La Fondazione Casa Ilaria nasce su iniziativa dell’Associazione Noi per l’Africa e il Mondo con lo scopo di tutelare la mission del progetto Casa Ilaria e con l’intento specifico di mantenere viva la memoria di Suor Ilaria Meoli.
“Suor Ilaria Meoli era un medico infettivologo in Africa attiva nella cooperazione internazionale. L’associazione sostiene progetti in tante parti del mondo e abbiamo pensato di allargare le nostre attività anche al nostro territorio, che è lo stesso che ha visto nascere e crescere Suor Ilaria” racconta Laura Capantini, presidente della Fondazione.
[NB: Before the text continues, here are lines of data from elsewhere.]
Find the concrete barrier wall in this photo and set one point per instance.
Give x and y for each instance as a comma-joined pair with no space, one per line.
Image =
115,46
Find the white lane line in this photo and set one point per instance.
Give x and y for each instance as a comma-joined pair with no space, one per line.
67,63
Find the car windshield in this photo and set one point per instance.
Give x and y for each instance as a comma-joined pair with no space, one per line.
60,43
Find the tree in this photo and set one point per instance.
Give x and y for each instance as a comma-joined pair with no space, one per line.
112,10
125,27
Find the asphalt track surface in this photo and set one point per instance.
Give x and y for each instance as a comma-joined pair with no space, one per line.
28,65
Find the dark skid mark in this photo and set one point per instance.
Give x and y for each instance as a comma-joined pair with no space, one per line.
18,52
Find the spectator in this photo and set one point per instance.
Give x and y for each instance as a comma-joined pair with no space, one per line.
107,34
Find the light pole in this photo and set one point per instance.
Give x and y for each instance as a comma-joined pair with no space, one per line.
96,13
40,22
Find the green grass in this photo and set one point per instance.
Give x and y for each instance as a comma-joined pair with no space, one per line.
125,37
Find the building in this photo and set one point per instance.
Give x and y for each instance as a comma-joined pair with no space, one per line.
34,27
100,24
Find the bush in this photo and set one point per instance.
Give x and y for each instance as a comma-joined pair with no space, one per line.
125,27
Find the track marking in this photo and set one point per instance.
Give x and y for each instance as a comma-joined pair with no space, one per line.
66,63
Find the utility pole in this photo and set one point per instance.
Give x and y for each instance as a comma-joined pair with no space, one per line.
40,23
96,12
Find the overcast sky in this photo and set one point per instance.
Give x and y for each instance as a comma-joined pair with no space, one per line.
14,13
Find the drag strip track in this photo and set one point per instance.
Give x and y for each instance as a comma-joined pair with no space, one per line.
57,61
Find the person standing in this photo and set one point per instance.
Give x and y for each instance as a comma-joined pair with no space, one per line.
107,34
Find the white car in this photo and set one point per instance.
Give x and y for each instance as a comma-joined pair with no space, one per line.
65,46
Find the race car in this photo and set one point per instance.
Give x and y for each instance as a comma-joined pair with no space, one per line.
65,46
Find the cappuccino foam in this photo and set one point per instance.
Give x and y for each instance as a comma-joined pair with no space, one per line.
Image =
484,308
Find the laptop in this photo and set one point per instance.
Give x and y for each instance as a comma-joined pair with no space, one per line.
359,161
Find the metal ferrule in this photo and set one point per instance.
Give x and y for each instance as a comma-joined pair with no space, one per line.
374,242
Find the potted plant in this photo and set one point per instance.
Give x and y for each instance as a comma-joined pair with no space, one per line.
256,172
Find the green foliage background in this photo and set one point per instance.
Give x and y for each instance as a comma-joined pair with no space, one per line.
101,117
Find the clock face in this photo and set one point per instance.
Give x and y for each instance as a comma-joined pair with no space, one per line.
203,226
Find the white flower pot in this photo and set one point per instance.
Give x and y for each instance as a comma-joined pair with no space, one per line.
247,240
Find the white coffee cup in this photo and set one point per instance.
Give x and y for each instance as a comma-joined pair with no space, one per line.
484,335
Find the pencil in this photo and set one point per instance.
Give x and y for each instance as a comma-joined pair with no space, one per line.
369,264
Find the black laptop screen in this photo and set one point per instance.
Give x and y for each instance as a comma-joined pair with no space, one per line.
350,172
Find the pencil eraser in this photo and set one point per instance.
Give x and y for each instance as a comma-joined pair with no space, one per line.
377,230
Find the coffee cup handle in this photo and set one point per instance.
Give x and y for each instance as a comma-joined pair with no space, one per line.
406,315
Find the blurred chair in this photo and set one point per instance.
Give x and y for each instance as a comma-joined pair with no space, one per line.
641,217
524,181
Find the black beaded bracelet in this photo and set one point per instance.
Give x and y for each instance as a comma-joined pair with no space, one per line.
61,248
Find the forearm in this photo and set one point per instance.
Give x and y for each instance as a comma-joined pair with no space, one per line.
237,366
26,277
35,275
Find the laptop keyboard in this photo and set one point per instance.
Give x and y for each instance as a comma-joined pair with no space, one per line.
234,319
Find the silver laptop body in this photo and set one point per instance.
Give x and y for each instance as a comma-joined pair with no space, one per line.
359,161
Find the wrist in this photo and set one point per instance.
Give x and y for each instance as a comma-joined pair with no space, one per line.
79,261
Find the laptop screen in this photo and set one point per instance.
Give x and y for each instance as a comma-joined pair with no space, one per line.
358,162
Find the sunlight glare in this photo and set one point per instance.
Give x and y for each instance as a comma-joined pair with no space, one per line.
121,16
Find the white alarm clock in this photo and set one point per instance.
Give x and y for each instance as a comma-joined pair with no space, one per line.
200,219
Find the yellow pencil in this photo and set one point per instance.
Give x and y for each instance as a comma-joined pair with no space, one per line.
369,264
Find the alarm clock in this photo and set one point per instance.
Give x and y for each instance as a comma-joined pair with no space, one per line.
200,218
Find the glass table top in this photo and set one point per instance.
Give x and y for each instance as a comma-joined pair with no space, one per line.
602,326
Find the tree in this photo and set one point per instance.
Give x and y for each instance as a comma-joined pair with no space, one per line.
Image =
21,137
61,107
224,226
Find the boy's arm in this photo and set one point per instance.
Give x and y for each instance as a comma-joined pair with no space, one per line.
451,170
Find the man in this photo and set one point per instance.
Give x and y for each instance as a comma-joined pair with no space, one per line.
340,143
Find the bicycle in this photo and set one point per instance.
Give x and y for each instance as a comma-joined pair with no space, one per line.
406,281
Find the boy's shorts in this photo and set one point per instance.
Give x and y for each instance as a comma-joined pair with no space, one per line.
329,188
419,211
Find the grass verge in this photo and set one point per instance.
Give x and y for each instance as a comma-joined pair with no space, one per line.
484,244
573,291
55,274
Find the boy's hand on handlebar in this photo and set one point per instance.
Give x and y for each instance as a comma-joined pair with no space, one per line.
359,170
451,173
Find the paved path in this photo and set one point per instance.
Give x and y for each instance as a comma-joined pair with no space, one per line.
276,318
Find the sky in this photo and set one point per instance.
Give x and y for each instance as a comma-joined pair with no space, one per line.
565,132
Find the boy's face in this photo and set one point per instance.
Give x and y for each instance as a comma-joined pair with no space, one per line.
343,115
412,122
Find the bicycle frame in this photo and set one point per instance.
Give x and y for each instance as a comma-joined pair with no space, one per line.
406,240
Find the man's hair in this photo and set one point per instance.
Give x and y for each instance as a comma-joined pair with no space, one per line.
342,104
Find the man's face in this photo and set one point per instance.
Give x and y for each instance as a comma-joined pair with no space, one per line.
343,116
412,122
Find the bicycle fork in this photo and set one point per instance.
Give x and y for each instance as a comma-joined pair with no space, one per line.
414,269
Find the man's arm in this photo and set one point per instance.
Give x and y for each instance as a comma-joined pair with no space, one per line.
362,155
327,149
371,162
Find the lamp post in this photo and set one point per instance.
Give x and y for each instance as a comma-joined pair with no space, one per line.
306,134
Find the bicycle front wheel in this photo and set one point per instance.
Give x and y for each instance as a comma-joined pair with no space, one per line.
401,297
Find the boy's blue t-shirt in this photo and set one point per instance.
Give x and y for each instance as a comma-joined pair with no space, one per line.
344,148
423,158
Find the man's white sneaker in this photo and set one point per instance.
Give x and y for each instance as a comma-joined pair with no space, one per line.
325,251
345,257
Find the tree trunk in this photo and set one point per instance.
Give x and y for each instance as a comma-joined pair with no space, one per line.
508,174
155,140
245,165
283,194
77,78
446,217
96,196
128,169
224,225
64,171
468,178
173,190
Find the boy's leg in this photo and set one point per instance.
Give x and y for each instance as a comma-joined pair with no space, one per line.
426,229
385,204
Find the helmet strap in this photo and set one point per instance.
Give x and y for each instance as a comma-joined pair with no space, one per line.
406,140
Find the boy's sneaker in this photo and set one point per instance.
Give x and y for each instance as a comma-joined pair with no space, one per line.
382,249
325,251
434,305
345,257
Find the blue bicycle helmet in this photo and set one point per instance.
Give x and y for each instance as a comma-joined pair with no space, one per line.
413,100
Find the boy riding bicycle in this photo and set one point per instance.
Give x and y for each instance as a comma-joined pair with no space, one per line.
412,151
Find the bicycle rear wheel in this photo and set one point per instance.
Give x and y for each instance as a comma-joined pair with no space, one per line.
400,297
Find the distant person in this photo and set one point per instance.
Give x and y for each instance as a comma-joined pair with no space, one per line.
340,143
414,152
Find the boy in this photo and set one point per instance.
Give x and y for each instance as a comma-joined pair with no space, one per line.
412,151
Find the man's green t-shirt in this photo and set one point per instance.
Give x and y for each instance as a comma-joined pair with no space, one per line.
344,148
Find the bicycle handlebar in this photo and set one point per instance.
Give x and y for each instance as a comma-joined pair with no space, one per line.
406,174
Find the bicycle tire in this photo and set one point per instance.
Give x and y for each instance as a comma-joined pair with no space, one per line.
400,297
Il pensiero di Suor Ilaria e del suo spirito di servizio verso le persone più fragili ed emarginate è al centro della scelta che porta lo spazio di Casa Ilaria a diventare uno spazio di accoglienza e inserimento lavorativo e sociale per persone con disabilità sensoriale psichica e fisica, disagio mentale e svantaggio sociale.
A Casa Ilaria si pratica agricoltura biologica sociale: una parte del terreno è destinato a seminativo e frutteto, una parte è stata destinata ad orto-giardino, che produce verdure di stagione certificate bio, coltivate e raccolte da persone in situazione di svantaggio o con disabilità sotto la guida di esperti del settore e volontari. L’orto-giardino è inspirato alla filosofia della coltivazione sinergica, costruito in modo circolare, completamente accessibile.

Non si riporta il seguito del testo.